O que a indústria de agrotóxicos não quer que se saiba

Crédito: Mike Mozart/flickr

https://www.ehn.org/pesticide-misinformation-monsanto-2658899533.html

Stacy Malkan; Kendra Klein; Anna Lappé

12 de dezembro de 2022

Confrontando o negacionismo científico da indústria de agrotóxicos.

Na esteira da cúpula climática global deste ano, os defensores estão alertando sobre como a indústria continua a distorcer a política climática com o giro das relações públicas.

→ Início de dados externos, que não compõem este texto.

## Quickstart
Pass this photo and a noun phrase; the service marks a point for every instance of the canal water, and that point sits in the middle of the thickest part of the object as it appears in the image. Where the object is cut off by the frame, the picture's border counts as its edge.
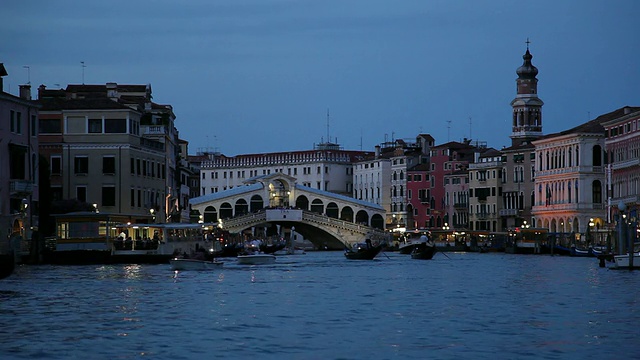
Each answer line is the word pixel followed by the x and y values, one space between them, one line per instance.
pixel 323 306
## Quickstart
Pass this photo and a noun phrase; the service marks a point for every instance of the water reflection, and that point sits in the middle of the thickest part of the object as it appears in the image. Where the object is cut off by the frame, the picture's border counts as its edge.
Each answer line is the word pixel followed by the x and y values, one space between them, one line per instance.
pixel 324 306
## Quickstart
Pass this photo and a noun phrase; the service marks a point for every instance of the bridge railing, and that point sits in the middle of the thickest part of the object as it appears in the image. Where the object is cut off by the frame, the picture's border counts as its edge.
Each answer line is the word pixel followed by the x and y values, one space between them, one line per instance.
pixel 312 217
pixel 248 219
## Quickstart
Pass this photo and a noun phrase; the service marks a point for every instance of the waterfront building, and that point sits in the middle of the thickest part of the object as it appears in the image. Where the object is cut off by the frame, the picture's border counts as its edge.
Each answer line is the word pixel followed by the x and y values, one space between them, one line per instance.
pixel 485 191
pixel 19 172
pixel 570 194
pixel 419 197
pixel 445 160
pixel 456 201
pixel 518 160
pixel 399 157
pixel 111 146
pixel 327 167
pixel 622 145
pixel 372 179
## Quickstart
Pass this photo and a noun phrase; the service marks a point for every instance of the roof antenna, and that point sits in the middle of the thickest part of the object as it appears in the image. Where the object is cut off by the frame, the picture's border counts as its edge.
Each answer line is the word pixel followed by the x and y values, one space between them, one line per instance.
pixel 328 138
pixel 28 74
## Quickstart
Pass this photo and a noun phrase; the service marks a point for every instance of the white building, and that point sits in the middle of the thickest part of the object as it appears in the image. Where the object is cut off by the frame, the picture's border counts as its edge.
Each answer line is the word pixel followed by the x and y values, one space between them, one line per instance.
pixel 570 180
pixel 327 167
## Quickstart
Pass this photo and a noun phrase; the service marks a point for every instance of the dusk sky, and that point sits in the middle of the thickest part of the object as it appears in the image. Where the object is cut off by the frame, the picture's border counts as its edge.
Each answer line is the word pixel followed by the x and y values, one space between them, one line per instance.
pixel 258 76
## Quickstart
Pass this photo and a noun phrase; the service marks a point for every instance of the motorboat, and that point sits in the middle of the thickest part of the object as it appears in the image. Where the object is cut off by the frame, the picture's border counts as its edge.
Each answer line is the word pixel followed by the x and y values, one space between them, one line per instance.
pixel 424 251
pixel 256 259
pixel 194 264
pixel 622 261
pixel 363 251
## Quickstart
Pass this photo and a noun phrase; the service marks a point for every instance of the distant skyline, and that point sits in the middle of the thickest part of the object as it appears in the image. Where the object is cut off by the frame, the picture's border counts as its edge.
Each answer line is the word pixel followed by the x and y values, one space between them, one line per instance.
pixel 258 76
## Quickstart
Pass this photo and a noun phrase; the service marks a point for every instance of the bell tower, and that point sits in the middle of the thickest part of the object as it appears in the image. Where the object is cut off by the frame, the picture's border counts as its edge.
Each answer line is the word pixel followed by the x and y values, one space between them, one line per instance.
pixel 527 107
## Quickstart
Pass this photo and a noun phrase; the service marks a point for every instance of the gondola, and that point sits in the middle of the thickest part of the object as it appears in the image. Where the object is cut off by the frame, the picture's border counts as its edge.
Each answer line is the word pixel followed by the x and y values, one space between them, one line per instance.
pixel 363 251
pixel 424 252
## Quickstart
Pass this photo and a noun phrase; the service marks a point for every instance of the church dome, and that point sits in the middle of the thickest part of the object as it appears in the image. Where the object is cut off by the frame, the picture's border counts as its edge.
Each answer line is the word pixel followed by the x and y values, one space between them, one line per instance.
pixel 527 70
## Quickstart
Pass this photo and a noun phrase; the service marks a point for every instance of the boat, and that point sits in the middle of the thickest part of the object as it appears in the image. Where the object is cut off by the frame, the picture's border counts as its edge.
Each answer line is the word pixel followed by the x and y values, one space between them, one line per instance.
pixel 256 259
pixel 290 251
pixel 364 251
pixel 7 264
pixel 622 261
pixel 103 238
pixel 424 251
pixel 407 247
pixel 577 252
pixel 272 248
pixel 228 250
pixel 194 264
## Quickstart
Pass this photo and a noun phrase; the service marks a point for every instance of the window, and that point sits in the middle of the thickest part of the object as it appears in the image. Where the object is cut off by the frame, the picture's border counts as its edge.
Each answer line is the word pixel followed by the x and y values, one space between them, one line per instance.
pixel 81 165
pixel 50 126
pixel 95 126
pixel 81 193
pixel 56 165
pixel 109 195
pixel 18 122
pixel 115 126
pixel 108 165
pixel 34 125
pixel 13 121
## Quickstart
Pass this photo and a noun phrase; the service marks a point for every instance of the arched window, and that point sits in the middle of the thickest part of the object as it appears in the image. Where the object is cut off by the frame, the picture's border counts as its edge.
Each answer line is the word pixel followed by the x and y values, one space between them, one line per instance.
pixel 597 155
pixel 596 188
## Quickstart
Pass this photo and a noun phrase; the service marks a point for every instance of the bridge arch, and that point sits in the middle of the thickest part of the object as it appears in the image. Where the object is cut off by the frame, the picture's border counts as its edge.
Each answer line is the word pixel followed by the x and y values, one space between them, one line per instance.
pixel 279 191
pixel 377 221
pixel 332 210
pixel 260 199
pixel 210 214
pixel 256 203
pixel 302 202
pixel 241 207
pixel 346 214
pixel 317 206
pixel 362 217
pixel 226 211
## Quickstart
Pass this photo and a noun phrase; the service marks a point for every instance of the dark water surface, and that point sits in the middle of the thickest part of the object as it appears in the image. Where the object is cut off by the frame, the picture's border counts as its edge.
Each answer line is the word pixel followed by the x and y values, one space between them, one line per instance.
pixel 323 306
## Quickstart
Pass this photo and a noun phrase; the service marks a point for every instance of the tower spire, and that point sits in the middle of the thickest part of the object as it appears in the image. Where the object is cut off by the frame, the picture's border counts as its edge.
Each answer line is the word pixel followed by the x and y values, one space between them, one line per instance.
pixel 527 107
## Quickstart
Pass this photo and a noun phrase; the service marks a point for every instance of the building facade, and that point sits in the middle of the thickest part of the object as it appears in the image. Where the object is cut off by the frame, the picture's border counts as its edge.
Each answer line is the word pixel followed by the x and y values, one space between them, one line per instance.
pixel 485 192
pixel 19 172
pixel 622 145
pixel 518 161
pixel 570 184
pixel 327 167
pixel 107 146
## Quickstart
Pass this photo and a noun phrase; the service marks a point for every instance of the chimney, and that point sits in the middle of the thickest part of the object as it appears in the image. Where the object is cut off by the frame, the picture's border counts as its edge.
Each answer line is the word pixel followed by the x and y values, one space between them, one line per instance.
pixel 25 92
pixel 3 72
pixel 41 90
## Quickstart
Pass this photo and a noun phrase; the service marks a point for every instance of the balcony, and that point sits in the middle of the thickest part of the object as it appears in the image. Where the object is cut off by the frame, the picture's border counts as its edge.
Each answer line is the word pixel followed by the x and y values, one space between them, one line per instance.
pixel 155 130
pixel 508 212
pixel 461 205
pixel 20 187
pixel 625 164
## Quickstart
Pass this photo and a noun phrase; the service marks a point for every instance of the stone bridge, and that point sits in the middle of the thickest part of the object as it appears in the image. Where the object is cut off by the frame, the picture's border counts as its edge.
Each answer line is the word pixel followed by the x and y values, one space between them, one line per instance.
pixel 321 230
pixel 326 219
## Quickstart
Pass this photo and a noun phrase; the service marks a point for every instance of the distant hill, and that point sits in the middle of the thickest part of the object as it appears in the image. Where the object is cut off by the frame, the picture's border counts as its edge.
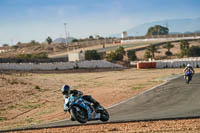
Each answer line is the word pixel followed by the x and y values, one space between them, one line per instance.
pixel 62 40
pixel 174 25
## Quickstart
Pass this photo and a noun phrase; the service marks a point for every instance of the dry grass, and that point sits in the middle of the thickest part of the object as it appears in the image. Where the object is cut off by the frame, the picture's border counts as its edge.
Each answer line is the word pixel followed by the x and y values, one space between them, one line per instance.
pixel 33 98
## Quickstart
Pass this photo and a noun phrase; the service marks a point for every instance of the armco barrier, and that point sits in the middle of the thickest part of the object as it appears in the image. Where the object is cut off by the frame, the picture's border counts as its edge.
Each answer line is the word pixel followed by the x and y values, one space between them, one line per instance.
pixel 145 65
pixel 174 63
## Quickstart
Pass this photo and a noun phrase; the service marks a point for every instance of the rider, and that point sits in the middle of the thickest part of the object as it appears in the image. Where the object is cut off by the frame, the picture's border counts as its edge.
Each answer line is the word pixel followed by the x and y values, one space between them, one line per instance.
pixel 189 68
pixel 67 92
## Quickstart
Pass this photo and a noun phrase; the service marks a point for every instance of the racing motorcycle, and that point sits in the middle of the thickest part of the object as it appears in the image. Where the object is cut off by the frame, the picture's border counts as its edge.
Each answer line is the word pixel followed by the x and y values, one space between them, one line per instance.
pixel 83 111
pixel 188 76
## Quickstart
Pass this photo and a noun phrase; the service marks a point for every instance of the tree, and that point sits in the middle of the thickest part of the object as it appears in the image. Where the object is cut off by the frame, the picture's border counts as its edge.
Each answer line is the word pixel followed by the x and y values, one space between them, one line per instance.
pixel 168 46
pixel 75 40
pixel 91 37
pixel 152 50
pixel 49 40
pixel 194 51
pixel 157 30
pixel 184 46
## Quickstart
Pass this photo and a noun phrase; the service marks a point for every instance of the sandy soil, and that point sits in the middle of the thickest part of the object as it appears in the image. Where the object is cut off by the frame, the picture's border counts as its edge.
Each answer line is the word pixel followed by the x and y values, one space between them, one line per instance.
pixel 174 126
pixel 34 98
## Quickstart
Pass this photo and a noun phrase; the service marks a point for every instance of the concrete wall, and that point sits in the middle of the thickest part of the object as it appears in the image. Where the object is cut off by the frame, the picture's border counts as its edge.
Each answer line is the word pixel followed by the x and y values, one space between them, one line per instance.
pixel 58 65
pixel 174 63
pixel 177 63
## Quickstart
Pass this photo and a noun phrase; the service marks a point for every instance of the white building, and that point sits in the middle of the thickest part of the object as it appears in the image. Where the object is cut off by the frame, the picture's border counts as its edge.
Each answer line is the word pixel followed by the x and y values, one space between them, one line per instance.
pixel 124 34
pixel 78 56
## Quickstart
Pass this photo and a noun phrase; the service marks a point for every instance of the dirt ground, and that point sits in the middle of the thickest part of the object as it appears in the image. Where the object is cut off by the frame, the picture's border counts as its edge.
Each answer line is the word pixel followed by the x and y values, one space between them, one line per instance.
pixel 173 126
pixel 35 98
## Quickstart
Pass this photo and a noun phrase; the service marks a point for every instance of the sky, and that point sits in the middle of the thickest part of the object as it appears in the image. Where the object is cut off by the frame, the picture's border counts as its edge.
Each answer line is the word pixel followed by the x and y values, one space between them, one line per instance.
pixel 26 20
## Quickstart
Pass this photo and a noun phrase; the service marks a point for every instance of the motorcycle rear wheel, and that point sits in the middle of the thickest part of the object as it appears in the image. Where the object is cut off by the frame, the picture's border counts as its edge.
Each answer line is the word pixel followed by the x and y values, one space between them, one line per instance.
pixel 80 116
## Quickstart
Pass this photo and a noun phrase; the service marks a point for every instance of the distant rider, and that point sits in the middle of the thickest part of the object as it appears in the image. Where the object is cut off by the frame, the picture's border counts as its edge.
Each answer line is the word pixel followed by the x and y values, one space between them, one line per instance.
pixel 67 92
pixel 189 68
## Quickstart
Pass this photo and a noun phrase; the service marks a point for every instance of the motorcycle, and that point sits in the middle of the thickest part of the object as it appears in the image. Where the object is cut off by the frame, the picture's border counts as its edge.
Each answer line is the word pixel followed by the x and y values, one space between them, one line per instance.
pixel 83 111
pixel 188 77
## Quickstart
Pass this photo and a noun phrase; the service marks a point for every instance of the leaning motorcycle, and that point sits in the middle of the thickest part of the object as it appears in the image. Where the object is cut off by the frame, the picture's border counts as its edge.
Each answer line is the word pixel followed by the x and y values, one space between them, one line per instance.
pixel 83 111
pixel 188 77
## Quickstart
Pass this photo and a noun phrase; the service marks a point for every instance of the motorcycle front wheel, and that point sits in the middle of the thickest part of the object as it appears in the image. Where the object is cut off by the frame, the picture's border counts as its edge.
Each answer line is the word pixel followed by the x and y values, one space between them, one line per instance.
pixel 104 115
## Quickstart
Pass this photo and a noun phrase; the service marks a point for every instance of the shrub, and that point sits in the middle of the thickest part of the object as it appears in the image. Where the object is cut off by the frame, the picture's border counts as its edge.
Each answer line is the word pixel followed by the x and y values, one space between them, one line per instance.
pixel 116 55
pixel 147 55
pixel 37 87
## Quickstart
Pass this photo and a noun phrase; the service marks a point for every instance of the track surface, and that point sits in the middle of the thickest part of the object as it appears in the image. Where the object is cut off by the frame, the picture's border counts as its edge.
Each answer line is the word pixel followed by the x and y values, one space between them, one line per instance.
pixel 174 99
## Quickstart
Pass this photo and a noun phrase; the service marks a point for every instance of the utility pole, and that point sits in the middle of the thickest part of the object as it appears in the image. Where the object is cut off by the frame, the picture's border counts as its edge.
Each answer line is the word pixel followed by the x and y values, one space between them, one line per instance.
pixel 66 40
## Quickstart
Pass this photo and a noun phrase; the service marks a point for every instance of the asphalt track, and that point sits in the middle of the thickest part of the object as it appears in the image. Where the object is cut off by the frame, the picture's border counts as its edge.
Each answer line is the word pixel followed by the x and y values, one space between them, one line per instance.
pixel 171 100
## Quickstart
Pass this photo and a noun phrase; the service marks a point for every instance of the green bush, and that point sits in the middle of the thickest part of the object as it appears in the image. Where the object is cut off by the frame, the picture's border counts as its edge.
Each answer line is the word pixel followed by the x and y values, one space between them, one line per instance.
pixel 92 55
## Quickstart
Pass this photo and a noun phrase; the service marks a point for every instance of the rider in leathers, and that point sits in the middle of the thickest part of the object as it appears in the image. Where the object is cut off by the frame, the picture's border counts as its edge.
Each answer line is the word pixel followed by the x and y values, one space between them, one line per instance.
pixel 67 92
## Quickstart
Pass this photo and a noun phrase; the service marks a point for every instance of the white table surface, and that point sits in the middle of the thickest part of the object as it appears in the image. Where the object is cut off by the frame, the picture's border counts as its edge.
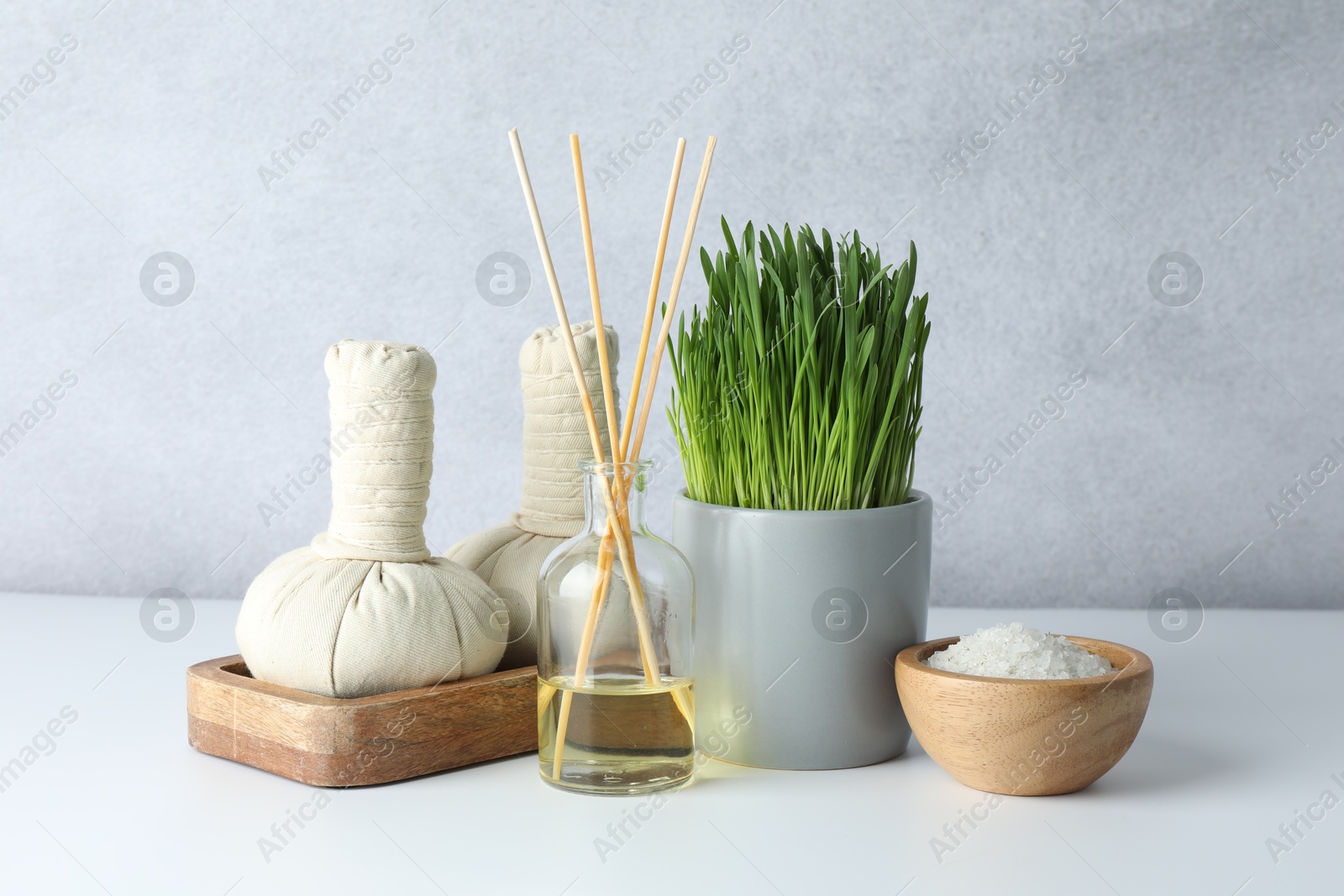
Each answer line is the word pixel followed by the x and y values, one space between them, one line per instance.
pixel 1245 730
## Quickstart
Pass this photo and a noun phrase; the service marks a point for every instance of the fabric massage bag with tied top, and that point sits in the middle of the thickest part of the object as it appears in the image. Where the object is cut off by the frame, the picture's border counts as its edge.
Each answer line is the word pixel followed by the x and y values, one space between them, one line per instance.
pixel 555 438
pixel 365 609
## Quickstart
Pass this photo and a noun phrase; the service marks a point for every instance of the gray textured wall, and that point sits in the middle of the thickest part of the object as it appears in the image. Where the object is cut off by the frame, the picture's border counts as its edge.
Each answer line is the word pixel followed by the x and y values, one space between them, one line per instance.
pixel 1159 136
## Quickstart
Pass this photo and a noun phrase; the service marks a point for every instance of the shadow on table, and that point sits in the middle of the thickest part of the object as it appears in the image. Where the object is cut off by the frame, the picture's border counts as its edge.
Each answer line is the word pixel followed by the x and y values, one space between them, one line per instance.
pixel 1167 765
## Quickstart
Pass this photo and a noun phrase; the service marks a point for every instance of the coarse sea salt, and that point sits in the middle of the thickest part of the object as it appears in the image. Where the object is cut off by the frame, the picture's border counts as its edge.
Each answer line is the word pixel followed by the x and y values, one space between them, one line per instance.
pixel 1016 652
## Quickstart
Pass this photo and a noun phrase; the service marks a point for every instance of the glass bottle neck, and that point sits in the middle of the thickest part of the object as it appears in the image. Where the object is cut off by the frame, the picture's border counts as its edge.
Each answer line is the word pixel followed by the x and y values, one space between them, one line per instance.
pixel 620 486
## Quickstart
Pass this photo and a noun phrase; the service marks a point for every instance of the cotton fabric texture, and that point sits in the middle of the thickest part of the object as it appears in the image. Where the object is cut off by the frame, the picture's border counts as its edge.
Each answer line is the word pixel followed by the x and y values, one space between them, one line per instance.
pixel 555 438
pixel 365 609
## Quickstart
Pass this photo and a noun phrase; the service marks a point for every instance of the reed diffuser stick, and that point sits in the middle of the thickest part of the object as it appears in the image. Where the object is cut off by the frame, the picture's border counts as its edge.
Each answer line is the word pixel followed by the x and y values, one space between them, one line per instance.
pixel 651 309
pixel 605 550
pixel 624 546
pixel 622 517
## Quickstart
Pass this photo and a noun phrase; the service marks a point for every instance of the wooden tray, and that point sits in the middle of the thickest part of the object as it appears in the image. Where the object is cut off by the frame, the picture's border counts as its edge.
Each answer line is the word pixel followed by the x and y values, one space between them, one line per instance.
pixel 367 741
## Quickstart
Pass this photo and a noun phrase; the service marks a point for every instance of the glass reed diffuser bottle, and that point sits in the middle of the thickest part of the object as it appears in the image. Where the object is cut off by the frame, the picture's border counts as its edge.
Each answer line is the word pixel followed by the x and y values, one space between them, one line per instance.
pixel 616 703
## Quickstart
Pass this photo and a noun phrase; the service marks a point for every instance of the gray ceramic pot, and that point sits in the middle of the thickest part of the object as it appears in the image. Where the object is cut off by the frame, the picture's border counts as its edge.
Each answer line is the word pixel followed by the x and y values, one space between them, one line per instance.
pixel 800 616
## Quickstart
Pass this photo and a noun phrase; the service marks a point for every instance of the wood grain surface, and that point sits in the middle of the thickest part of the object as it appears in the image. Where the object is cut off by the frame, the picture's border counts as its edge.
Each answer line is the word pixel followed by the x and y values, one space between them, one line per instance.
pixel 367 741
pixel 1026 736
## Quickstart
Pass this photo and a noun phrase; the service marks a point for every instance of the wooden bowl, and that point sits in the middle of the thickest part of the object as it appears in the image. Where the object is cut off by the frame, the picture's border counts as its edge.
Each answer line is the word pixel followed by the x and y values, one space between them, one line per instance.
pixel 1026 736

De fato, um dos desafios mais críticos de nossos tempos é a necessidade de enfrentar a desinformação corporativa. Embora os riscos do negacionismo climático e da lavagem verde das grandes petrolíferas sejam cada vez mais claros – à medida que incêndios florestais devastam comunidades, nações inteiras são ameaçadas pelo aumento do nível do mar e terras agrícolas são devastadas por condições climáticas extremas – um conjunto mais furtivo de impactos devastadores se esconde por trás das mentiras fabricadas por grandes corporações de agrotóxicos (nt.: estamos voltando, agora noutro nível tanto do poder das corporações dos venenos como da disseminação entre a população sobre os crimes que elas vêm praticando desde o final da IIª Grande Guerra, num outro tempo daqueles do pioneirismo de Rachel Carson com seu livro Primavera Silenciosa quando ela foi literalmente massacrada pelas corporações. E esse combate de pulsos é o âmago de uma imprescindível mudança nos conceitos e nas práticas da produção agrícola).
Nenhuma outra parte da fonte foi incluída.